Como nunca foi nossa preocupação lutar e trabalhar com vista à aquisição, manutenção e preservação da nossa própria autonomia, face à dependência do exterior encontramo-nos, agora, numa situação aflitiva, asfixiante, longe de prever o alcance e dimensões da mesma.
Temos que aprender a ser pragmáticos e a, sistematicamente, distinguir o essencial daquilo que é acessório, agindo em conformidade.
A realidade não se compadece com as manias de grandeza e o culto das aparências ...
Em nome dos nossos filhos, temos o dever e a obrigação de, na medida do que nos for possível, procurar prevenir os problemas que sabemos que o futuro nos reserva, e de nos apetrecharmos de forma a podermos enfrentá-los com a dignidade que advém da consciência do dever cumprido."
M.M.A.(Janeiro 30, 2013)
"Ontem, Hoje e Amanhã, sempre o Mar como fonte de tantos recursos por explorar!...

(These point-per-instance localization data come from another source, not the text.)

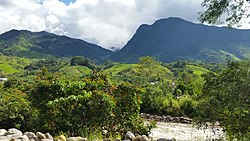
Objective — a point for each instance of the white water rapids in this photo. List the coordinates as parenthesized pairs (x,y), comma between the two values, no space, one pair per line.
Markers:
(185,132)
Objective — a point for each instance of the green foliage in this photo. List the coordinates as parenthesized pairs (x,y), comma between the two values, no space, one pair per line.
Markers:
(15,109)
(225,99)
(78,60)
(78,107)
(234,9)
(12,65)
(52,64)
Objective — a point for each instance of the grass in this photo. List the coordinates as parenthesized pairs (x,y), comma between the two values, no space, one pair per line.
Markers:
(11,64)
(118,68)
(75,70)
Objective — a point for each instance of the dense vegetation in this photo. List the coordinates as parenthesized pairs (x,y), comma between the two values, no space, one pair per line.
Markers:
(77,97)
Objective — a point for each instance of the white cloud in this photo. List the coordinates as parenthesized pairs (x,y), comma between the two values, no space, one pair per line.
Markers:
(108,23)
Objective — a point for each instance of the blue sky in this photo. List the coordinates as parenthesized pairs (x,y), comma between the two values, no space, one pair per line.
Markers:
(108,23)
(68,1)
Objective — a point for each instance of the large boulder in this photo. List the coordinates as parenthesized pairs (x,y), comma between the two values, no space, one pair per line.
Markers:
(3,132)
(3,138)
(30,135)
(144,138)
(48,136)
(13,133)
(24,138)
(129,135)
(40,135)
(165,139)
(77,139)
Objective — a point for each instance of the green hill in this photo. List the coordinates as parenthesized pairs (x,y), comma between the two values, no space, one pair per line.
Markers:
(174,39)
(12,65)
(43,44)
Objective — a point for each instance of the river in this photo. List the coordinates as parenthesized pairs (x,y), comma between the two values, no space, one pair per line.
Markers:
(185,132)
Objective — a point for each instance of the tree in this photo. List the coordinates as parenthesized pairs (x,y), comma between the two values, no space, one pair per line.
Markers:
(235,10)
(225,99)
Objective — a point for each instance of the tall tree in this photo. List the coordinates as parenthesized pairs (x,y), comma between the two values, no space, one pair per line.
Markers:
(232,10)
(225,99)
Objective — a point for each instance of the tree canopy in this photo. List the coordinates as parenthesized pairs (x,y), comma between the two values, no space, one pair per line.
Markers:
(233,10)
(225,99)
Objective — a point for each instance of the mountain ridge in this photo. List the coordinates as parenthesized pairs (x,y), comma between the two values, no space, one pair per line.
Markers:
(177,39)
(29,44)
(168,40)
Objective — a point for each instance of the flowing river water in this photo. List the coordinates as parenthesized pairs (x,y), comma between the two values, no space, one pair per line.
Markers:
(185,132)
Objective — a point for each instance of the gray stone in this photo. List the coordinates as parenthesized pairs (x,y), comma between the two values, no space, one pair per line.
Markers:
(30,135)
(129,135)
(40,135)
(24,138)
(77,139)
(46,140)
(165,139)
(13,136)
(3,138)
(48,136)
(107,139)
(137,138)
(14,131)
(144,138)
(3,132)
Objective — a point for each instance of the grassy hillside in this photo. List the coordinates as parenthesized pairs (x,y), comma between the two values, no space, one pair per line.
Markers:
(75,70)
(12,64)
(119,68)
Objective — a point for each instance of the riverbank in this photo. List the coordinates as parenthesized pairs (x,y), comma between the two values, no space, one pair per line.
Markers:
(185,132)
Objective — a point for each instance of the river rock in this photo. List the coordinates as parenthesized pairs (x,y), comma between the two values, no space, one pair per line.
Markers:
(30,135)
(144,138)
(13,133)
(3,138)
(61,138)
(77,139)
(46,140)
(40,135)
(129,135)
(3,132)
(24,138)
(48,136)
(137,138)
(165,139)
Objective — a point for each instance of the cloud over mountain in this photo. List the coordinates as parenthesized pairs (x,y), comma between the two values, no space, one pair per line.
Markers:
(109,23)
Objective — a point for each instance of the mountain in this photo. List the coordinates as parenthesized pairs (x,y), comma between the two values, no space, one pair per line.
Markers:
(24,43)
(174,39)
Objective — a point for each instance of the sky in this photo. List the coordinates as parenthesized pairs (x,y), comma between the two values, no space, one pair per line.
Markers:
(108,23)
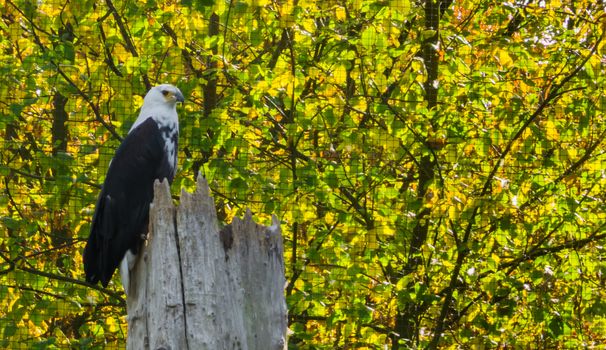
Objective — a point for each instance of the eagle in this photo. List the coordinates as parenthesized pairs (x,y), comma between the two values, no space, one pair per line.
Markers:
(120,221)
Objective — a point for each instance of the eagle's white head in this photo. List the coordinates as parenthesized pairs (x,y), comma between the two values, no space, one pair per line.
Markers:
(160,103)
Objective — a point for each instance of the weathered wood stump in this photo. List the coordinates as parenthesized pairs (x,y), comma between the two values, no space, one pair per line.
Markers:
(196,286)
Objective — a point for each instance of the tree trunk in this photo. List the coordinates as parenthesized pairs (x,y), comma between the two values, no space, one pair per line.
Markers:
(196,286)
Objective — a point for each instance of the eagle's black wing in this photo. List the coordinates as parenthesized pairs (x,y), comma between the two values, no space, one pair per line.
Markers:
(122,211)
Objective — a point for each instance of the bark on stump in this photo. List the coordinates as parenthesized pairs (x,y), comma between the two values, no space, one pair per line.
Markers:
(195,286)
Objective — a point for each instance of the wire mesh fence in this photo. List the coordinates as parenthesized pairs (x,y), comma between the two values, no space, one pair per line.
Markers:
(438,168)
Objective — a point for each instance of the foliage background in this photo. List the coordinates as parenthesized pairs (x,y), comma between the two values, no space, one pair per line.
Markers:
(438,167)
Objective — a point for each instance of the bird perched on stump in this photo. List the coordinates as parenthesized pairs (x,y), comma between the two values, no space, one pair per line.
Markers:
(147,153)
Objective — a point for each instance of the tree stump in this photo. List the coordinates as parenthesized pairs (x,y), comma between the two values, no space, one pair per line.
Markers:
(196,286)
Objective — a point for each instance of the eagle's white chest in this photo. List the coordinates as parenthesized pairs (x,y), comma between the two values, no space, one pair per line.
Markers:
(170,133)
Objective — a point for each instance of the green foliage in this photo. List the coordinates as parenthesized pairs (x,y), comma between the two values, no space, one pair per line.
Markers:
(437,184)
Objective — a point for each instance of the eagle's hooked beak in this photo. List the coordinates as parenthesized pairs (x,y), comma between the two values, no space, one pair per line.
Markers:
(179,96)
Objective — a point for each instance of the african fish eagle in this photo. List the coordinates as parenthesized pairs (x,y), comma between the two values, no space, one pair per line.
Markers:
(147,153)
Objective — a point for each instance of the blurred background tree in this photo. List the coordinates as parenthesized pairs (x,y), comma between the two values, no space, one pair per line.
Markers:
(438,167)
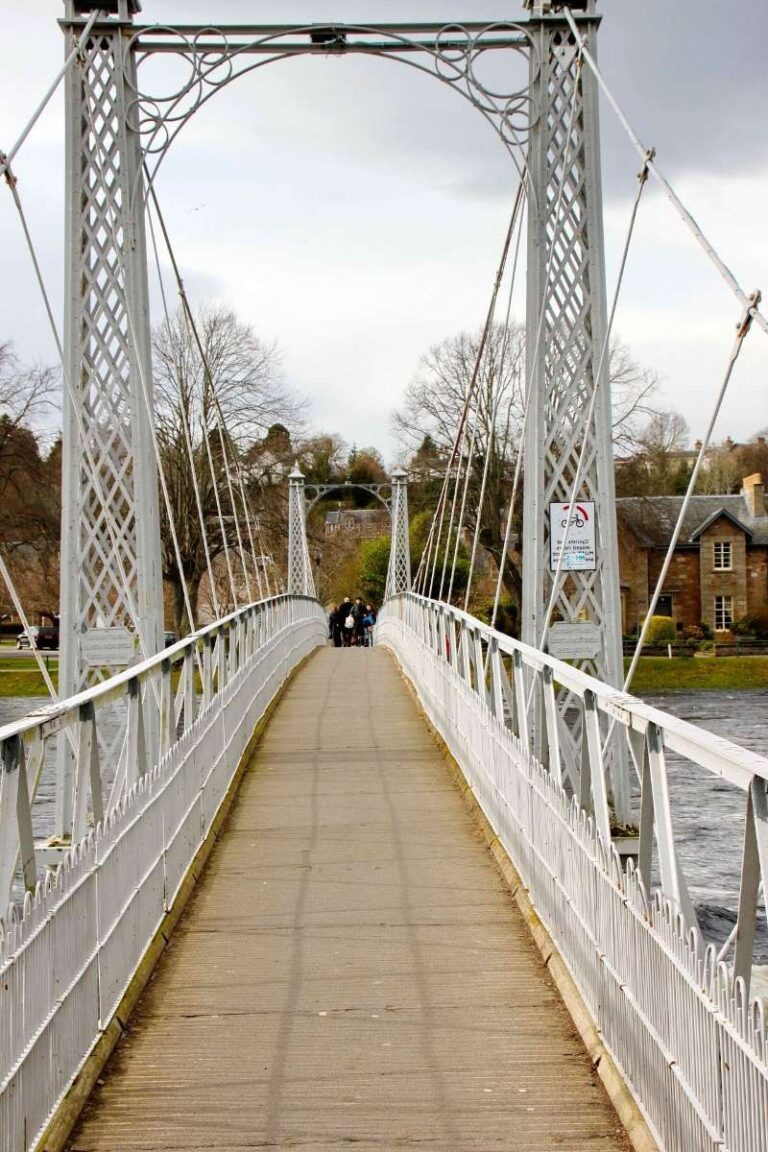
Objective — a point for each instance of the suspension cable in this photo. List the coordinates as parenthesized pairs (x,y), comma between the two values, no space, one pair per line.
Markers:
(502,362)
(207,373)
(653,168)
(459,434)
(184,423)
(190,455)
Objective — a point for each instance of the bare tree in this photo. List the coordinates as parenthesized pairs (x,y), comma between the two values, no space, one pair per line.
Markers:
(434,400)
(236,380)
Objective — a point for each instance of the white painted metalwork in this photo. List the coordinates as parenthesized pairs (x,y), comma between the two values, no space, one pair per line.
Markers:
(678,1022)
(568,387)
(69,950)
(301,581)
(398,571)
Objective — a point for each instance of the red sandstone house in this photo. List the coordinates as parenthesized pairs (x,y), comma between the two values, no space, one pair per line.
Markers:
(720,568)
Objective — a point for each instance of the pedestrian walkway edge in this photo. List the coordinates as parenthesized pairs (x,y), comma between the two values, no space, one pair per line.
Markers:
(59,1128)
(638,1130)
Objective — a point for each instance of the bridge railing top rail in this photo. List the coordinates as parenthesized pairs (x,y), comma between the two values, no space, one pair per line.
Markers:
(51,718)
(716,753)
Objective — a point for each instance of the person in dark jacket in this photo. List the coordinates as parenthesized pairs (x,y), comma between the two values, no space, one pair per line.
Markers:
(335,626)
(358,615)
(347,619)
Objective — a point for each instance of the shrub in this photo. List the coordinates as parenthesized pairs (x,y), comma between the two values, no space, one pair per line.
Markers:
(507,618)
(661,631)
(754,623)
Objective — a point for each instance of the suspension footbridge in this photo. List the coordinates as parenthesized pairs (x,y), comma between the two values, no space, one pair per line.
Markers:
(343,953)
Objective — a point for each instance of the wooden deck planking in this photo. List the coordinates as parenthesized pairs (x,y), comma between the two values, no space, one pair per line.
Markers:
(351,970)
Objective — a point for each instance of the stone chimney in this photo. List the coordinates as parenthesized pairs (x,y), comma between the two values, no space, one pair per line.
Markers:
(754,495)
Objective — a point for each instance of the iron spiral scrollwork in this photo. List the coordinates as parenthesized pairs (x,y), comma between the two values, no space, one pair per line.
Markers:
(213,57)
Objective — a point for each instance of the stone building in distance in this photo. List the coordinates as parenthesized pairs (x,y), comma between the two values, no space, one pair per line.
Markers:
(720,569)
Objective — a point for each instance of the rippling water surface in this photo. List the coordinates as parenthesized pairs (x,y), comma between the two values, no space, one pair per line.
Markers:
(707,813)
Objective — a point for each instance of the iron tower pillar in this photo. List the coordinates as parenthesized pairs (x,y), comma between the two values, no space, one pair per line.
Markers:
(111,575)
(398,573)
(301,581)
(567,371)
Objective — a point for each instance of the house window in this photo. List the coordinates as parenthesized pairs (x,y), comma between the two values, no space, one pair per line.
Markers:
(723,561)
(723,613)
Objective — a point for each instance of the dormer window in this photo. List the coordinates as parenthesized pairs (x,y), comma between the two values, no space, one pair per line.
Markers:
(722,556)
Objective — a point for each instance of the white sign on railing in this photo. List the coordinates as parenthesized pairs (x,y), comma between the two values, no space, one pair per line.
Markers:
(112,648)
(579,553)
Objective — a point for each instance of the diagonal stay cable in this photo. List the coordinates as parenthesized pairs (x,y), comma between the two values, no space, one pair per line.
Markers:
(96,479)
(742,332)
(658,175)
(7,158)
(440,510)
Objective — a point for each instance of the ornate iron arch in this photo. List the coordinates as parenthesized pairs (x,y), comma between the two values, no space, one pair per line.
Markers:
(217,55)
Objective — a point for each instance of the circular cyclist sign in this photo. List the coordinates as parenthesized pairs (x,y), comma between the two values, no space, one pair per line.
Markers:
(571,531)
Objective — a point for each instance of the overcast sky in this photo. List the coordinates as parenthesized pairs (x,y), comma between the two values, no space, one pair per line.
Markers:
(354,210)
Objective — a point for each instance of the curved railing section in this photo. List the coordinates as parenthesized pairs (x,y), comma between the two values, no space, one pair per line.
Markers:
(676,1017)
(70,946)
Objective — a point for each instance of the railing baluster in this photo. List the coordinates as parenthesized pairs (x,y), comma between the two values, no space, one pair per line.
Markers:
(167,709)
(754,866)
(597,766)
(671,876)
(521,704)
(15,819)
(88,773)
(136,750)
(550,720)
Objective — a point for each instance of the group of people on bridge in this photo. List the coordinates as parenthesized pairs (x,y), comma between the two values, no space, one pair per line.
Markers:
(350,624)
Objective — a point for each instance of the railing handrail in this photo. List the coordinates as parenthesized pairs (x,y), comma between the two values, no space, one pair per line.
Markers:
(45,720)
(732,763)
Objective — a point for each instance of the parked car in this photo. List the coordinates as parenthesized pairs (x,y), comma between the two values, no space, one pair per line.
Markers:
(44,638)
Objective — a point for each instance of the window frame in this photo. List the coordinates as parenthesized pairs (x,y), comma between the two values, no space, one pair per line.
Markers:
(725,547)
(724,611)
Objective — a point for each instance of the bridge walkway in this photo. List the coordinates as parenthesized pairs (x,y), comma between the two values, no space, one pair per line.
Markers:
(351,970)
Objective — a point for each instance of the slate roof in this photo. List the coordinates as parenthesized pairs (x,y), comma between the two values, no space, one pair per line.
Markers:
(653,518)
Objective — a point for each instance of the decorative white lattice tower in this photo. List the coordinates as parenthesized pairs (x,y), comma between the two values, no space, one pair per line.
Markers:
(301,581)
(111,577)
(567,371)
(398,574)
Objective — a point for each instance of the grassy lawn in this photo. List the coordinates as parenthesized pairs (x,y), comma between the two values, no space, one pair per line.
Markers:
(729,673)
(20,676)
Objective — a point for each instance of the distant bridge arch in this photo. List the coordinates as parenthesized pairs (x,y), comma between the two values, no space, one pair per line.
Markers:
(313,493)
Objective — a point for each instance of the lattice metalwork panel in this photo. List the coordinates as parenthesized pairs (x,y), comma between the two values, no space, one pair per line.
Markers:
(398,574)
(569,433)
(103,585)
(567,313)
(301,581)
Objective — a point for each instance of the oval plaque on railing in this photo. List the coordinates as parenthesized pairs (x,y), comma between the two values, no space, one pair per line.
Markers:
(113,648)
(579,641)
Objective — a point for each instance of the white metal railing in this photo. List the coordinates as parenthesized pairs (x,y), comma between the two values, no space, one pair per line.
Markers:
(675,1016)
(69,950)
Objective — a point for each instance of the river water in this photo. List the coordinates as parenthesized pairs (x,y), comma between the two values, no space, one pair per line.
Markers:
(707,813)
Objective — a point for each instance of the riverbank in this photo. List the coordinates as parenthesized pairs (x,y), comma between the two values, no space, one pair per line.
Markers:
(683,674)
(20,676)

A nova arauta que está agora, em plena campanha eleitoral, a defender a causa da Água, não só não está a dizer nada de novo como se está a apropriar, indevidamente, de preocupações que sendo transversais à sobrevivência da Humanidade, o têm sido de muitos e já há muito tempo!..."
(Setembro 07, 2019)
Confesso, hoje e agora, não me recordar já de quem era a citada "arauta" e estar com preguiça de fazer uma pesquisa adequada mas, 10 anos depois da minha primeira reflexão mantém-se, para já, tudo na mesma com a excepção de algumas pinceladas alusivas ao tema abordado, também, nos últimos tempos.
A chuva do meu contentamento
A sentir a falta do cheiro da chuva na terra molhada e das sensações que este desperta.
Ao olhar para esta imagem fui levada a pensar nos milhões de pessoas para quem este cada vez mais escasso bem natural é raro e no que sentiriam se estivessem perante tão realística cena...
Que venha a chuva para todos aqueles que dela dependem e carecem e, com ela, as cores e a vida que lhe são inerentes.
Estamos em pleno Verão, não é suposto chover e, muito menos, desejar que chova.
No que me diz respeito e atendendo à zona do país em que vivo continuo a sentir, cada vez mais intensamente a sua falta e a sonhar que aconteça, que penetre os nossos campos, regue as nossas culturas, nos refresque a nós e a este ambiente sufocante, de tão seco, com que temos sido brindados há já muitas semanas.